Just to be safe, however, here are a couple of things to keep in mind in order to increase the odds:

Maintain Honesty
Just the mere thought of having a romance with your friend has already changed the way you are thinking about him. As friends, you would disclose just about anything to this closest person in your life. How about now? People in the throes of romance can begin to hold secrets and play the game of love. Are you beginning to hold back?

If openness, self-disclosure and candor were the basis of your friendship, why not continue along that path? You shouldn't use insider knowledge you have about each other to manipulate or take unfair advantage.

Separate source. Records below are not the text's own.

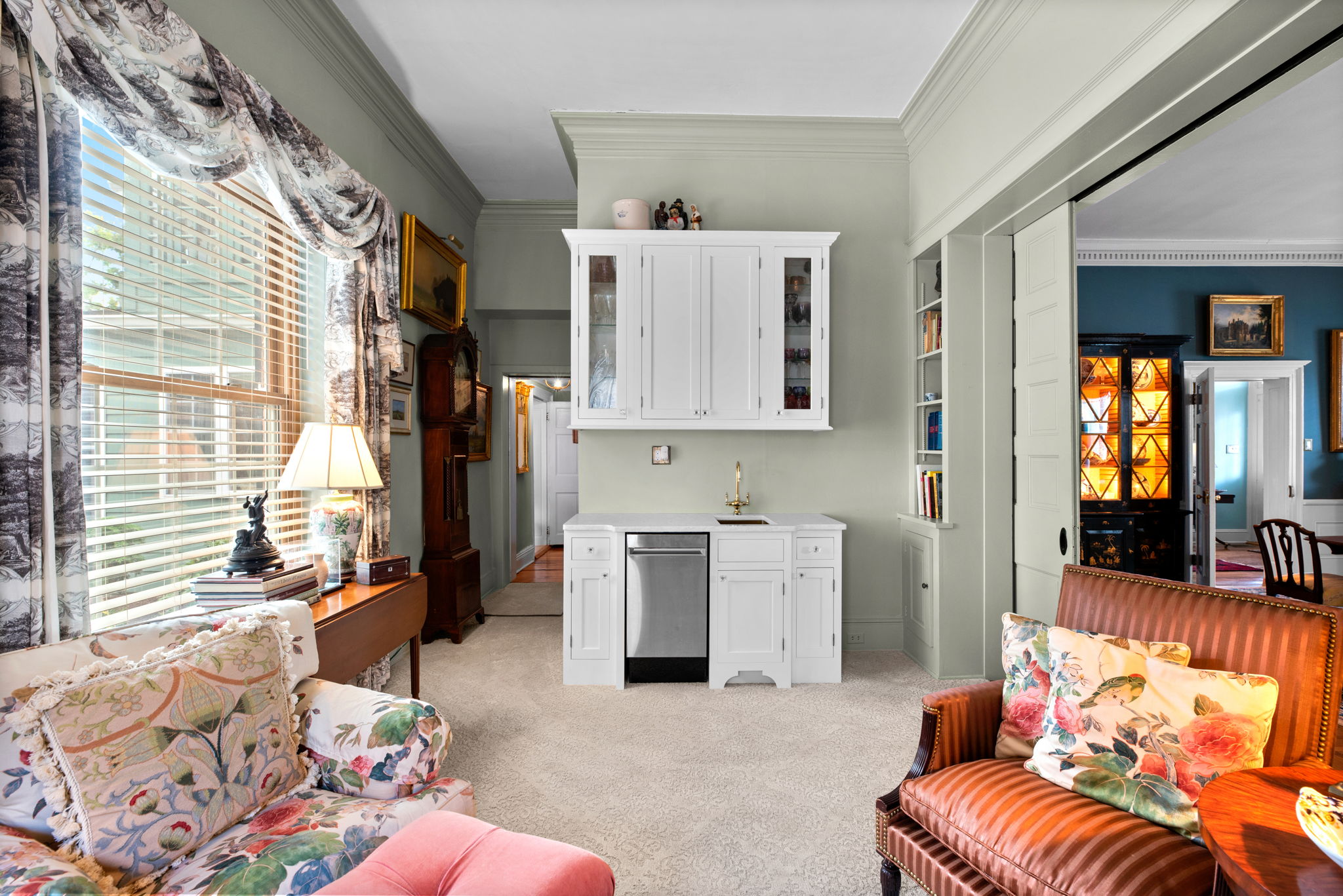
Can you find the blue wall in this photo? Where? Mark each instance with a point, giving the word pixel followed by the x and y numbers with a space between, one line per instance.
pixel 1230 427
pixel 1174 300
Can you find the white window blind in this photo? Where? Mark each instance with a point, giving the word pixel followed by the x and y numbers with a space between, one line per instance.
pixel 197 376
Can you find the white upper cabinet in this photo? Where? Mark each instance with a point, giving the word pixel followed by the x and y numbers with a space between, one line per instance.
pixel 704 330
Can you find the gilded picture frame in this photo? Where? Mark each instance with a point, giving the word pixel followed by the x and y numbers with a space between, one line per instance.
pixel 1245 325
pixel 433 277
pixel 1336 390
pixel 523 426
pixel 480 437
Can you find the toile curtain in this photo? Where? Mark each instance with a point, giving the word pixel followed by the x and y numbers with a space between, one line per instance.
pixel 165 93
pixel 43 574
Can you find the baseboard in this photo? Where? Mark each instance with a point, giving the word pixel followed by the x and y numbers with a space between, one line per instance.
pixel 877 634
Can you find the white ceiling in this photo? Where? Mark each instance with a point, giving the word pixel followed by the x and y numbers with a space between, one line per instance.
pixel 487 74
pixel 1273 175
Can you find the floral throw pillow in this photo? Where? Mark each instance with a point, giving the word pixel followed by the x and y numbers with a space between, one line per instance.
pixel 1146 735
pixel 147 759
pixel 1026 686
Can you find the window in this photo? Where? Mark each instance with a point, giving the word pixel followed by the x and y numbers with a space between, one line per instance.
pixel 197 375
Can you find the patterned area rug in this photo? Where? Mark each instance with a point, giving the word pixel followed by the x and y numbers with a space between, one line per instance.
pixel 750 790
pixel 527 600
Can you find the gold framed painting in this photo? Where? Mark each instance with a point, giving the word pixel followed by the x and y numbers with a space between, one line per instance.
pixel 523 425
pixel 1336 390
pixel 433 277
pixel 402 410
pixel 1245 325
pixel 480 437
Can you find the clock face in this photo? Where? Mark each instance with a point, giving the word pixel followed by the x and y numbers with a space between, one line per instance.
pixel 462 383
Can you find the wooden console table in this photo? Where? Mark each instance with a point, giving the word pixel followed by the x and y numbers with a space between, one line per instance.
pixel 361 623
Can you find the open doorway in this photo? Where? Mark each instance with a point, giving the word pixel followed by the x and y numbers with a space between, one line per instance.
pixel 543 476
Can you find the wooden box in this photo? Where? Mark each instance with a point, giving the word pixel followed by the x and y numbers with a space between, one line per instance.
pixel 378 570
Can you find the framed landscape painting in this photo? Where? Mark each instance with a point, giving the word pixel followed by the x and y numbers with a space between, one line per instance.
pixel 1245 325
pixel 433 277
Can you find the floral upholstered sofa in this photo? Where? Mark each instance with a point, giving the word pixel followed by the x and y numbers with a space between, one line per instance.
pixel 379 768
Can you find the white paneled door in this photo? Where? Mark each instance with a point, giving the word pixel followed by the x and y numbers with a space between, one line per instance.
pixel 562 481
pixel 670 332
pixel 1204 490
pixel 730 334
pixel 1045 445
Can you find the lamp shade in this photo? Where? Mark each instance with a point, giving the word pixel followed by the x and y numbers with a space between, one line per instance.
pixel 331 456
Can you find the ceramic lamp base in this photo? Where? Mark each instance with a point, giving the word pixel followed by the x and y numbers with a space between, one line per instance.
pixel 334 527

"Acknowledge the change in your relationship and express an interest in retaining the friendship. The best lovers are the ones who are also friends," says Kathryn Alice, relationship expert and author of Love Will Find You.

Assume Nothing
Don't assume anything! For instance, you are not exclusive until this is discussed. Now that you are lovers, you may have different expectations. Therefore it's doubly important that you connect openly. People tend to relate more to the fantasy than the reality of their relationship. Discuss your trepidation, as well as your affection. If your feelings are mutual, then you can proceed with the same honesty that you have enjoyed in the past and allow the relationship to blossom. If the feelings are not mutual, you can share your disappointment, and move on with the friendship; the disappointment will fade and you will still have the friendship.

Lip Service To Change
Pay some lip service to the change that has occurred, so that your partner feels honored, adds Alice. "This means going on a few formal dates, giving a romantic gift, dressing up a little more than when you were just friends." To just continue to hang out in the same unstructured way doesn't honor what is going on. Romance is special and should be treated that way.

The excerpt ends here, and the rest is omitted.